Pasalnya, penggunaan QRIS dalam melakukan transaksi tengah meningkat di tengah berkembangnya gaya hidup cashless oleh masyarakat.
Hal ini membuat masyarakat yang telah terbiasa menggunakan QRIS dalam kesehariannya merasa khawatir akan terkena dampak PPN 12 persen per 1 Januari 2025 nanti.
Baca juga:
Terkait hal tersebut, Menteri Koordinator Bidang Perekonomian Airlangga Hartarto akhirnya buka suara.
Dilansir dari laman Antara, Menko Airlangga menyebut bahwa transaksi pembayaran virtual melalui QRIS tidak dikenakan PPN 12 persen.
Hal ini seperti diungkap Airlangga dalam pembukaan acara Launching of EPIC SALE di Alfamart Drive Thru Alam Sutera, Minggu (22/12/2024).
"Hari ini ramai QRIS. Itu juga tidak dikenakan PPN. Jadi QRIS tidak ada PPN. Sama seperti debit card transaksi yang lain,” ujar Airlangga.
Lebih lanjut, menurut Airlangga, PPN hanya dikenakan pada nilai barangnya dan bukan pada sistem transaksinya.
Ia menjelaskan bahwa QRIS sudah digunakan di berbagai negara di Asia, termasuk Indonesia, Singapura, Malaysia, Vietnam, dan Thailand.
Sehingga jika masyarakat bertransaksi menggunakan QRIS di Indonesia atau di negara yang sudah menggunakan sistem pembayaran virtual tersebut juga tidak akan dikenakan PPN 12 persen.
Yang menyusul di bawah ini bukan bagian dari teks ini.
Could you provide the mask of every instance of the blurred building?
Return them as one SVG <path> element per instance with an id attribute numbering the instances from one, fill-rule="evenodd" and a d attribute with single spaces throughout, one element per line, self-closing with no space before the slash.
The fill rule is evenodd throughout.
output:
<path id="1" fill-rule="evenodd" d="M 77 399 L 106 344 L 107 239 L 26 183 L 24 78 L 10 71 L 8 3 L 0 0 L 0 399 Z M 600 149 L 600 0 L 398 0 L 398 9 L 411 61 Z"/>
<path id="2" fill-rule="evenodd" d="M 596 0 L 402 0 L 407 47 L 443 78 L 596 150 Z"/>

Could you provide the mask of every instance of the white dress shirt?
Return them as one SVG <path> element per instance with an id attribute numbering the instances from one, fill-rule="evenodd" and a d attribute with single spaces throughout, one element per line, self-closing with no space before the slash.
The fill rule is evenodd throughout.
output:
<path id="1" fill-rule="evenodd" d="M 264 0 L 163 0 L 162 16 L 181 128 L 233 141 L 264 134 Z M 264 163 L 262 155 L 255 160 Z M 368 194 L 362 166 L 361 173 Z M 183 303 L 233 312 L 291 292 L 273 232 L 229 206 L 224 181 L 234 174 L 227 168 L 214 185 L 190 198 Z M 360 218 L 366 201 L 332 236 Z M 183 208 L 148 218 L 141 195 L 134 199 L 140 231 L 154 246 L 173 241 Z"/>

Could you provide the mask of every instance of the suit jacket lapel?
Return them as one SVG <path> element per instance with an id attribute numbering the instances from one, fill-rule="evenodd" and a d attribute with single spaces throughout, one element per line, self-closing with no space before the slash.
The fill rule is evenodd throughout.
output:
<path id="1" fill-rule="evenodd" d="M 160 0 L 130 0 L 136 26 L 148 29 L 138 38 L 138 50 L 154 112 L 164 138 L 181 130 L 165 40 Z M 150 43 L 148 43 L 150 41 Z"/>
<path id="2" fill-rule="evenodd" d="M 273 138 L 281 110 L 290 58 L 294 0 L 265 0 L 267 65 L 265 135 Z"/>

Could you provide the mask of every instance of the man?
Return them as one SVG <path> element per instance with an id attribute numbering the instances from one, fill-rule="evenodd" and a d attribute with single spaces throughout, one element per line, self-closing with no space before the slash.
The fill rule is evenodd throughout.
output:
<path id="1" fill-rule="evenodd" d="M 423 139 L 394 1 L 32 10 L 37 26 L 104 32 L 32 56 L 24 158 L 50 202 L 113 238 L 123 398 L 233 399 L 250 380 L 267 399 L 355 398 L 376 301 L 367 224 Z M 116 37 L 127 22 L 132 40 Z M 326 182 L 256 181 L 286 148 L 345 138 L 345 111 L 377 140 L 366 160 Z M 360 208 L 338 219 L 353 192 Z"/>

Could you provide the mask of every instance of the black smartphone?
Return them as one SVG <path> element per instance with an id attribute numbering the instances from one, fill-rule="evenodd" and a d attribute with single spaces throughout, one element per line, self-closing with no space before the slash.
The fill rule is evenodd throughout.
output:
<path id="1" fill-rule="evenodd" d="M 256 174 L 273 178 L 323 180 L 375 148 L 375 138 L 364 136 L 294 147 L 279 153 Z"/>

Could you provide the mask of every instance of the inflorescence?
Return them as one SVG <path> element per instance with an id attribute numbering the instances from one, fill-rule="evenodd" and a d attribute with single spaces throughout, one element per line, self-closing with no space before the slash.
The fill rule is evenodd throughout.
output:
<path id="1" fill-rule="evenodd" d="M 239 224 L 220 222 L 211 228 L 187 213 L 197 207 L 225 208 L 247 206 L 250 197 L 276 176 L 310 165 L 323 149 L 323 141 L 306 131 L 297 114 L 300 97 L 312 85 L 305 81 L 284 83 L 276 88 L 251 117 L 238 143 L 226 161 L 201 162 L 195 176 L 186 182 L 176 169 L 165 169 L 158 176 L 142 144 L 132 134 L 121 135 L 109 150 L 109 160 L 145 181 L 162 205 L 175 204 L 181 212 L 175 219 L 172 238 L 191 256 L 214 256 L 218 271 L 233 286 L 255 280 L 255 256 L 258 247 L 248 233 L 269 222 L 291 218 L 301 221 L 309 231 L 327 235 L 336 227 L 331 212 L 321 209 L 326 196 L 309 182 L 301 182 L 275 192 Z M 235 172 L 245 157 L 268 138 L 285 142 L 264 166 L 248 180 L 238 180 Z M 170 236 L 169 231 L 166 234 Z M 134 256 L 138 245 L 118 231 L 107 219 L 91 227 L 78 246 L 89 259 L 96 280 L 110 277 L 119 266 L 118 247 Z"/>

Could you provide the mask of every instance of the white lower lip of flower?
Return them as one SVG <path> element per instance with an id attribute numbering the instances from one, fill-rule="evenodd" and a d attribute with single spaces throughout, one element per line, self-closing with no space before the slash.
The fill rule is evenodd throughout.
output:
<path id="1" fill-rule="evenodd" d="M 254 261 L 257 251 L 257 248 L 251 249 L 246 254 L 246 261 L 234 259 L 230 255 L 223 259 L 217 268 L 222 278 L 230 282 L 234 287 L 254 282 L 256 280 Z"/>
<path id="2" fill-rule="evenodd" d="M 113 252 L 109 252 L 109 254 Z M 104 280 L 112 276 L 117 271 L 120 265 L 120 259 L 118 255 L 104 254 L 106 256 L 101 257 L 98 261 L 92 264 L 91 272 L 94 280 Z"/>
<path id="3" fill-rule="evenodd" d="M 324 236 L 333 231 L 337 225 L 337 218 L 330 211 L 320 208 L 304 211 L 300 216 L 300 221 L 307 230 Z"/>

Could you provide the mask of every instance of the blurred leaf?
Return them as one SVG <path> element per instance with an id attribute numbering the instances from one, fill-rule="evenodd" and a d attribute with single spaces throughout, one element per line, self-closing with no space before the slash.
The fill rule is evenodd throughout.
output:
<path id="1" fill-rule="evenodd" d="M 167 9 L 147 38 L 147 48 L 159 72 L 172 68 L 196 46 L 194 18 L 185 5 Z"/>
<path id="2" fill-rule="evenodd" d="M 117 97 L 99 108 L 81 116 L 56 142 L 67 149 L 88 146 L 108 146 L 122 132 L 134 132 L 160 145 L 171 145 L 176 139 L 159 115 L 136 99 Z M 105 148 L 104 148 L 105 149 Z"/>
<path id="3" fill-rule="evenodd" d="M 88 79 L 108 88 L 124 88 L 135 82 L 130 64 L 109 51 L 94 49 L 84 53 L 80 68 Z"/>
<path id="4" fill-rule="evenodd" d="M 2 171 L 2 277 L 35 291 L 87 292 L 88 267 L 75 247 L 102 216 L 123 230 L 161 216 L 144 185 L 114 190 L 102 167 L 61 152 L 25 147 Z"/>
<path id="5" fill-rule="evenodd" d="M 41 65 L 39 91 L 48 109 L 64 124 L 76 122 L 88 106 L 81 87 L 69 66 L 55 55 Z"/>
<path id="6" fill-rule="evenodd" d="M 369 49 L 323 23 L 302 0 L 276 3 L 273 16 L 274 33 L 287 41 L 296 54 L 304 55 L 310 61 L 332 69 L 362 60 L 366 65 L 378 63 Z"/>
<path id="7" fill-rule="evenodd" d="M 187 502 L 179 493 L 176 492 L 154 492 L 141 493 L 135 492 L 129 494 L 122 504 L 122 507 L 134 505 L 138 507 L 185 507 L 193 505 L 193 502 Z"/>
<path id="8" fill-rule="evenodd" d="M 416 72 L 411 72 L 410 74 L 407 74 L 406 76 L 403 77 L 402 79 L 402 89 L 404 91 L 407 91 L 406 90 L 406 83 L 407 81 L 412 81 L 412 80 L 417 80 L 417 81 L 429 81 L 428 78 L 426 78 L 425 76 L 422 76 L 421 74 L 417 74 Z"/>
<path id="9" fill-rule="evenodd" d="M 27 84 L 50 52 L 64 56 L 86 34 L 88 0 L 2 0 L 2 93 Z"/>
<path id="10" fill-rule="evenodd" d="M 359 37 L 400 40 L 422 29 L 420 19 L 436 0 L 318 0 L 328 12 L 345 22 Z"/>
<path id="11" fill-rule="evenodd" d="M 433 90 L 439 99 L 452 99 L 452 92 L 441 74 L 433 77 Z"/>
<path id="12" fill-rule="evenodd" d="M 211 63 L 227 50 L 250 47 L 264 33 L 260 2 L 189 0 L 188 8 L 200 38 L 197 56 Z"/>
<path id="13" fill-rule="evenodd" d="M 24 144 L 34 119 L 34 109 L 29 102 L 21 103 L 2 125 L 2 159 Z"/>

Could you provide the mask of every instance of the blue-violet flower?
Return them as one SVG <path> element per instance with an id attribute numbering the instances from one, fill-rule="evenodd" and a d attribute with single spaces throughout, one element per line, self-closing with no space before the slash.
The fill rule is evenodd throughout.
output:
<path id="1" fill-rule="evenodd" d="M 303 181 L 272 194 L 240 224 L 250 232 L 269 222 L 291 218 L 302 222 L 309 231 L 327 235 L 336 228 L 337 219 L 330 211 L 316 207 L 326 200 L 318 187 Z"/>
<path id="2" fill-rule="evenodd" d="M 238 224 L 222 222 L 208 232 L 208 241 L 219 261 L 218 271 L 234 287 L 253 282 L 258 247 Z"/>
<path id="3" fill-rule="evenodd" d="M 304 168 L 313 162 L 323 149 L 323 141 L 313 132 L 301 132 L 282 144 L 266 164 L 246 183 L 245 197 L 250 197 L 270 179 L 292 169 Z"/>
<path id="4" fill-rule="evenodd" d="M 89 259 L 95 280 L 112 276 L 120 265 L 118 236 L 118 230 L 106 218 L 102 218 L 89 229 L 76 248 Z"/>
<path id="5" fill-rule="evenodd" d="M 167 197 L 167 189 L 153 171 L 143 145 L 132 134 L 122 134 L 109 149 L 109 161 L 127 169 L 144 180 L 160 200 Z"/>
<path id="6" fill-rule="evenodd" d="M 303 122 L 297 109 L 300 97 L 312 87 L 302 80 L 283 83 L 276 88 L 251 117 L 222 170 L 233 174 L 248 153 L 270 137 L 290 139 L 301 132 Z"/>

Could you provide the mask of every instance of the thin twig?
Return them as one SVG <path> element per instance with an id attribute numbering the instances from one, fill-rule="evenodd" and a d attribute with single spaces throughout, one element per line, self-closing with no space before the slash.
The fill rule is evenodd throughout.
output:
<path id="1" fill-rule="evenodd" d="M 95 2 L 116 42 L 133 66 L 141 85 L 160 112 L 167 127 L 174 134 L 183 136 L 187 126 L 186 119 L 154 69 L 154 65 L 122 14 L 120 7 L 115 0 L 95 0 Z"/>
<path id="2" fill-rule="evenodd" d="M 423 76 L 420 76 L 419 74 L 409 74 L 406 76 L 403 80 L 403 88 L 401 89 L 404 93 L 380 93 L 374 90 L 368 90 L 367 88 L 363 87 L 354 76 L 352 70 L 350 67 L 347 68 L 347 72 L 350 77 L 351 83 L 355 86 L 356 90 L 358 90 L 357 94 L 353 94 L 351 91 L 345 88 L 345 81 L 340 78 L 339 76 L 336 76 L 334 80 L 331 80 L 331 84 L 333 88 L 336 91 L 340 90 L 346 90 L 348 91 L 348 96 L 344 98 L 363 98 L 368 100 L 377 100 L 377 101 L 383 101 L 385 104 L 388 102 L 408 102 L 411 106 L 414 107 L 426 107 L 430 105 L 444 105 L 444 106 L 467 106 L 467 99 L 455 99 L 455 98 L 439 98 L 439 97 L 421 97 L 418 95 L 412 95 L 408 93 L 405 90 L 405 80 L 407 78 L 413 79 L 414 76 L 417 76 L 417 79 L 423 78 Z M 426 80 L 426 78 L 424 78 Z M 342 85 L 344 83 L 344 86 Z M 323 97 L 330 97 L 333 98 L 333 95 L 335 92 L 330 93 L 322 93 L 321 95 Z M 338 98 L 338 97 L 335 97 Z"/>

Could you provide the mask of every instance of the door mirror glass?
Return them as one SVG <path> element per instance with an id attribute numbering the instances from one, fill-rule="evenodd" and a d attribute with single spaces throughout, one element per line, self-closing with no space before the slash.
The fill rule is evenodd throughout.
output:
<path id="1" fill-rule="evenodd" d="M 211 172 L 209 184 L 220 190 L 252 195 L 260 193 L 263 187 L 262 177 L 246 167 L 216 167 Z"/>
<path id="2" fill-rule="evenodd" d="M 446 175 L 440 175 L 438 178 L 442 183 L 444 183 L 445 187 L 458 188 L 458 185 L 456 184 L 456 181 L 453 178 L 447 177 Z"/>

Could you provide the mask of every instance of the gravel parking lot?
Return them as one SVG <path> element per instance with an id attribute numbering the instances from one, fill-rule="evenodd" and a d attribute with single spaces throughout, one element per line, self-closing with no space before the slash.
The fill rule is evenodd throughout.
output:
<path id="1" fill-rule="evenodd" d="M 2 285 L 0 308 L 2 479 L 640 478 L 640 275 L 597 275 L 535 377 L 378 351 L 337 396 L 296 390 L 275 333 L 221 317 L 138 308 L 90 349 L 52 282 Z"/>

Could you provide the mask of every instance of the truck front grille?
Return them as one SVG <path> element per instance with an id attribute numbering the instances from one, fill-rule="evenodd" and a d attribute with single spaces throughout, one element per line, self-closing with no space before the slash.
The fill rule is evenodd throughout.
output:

"Kalau ke sana pun (negara Asia lain) juga pakai QRIS dan tidak ada PPN. Jadi ini kami klarifikasi bahwa payment system tidak dikenakan PPN, karena ini kan transaksi, yang PPN adalah barang," ujar Menko Airlangga.
Sebelumnya, Direktorat Jenderal Pajak Kementerian Keuangan (DJP Kemenkeu) menjelaskan bahwa penerapan PPN atas jasa layanan uang elektronik sudah dilakukan sejak berlakunya UU PPN Nomor 8 Tahun 1983.
Hal ini seperti diungkap Direktur Penyuluhan, Pelayanan, dan Hubungan Masyarakat Direktorat Jenderal Pajak (DJP) Kementerian Keuangan, Dwi Astuti saat memberikan klarifikasi soal isu transaksi uang elektronik yang yang terkena PPN 12 persen.
“Perlu kami tegaskan bahwa pengenaan PPN atas jasa layanan uang elektronik sudah dilakukan sejak berlakunya UU PPN Nomor 8 Tahun 1983 yang berlaku sejak 1 Juli 1984, artinya bukan objek pajak baru,” kata Dwi Astuti di Jakarta, Jumat (20/12/2024).
Dalam UU HPP yang telah diperbarui, yaitu UU Nomor 7 Tahun 2021 tentang Harmonisasi Peraturan Perpajakan (HPP), layanan uang elektronik tidak termasuk objek yang dibebaskan dari PPN.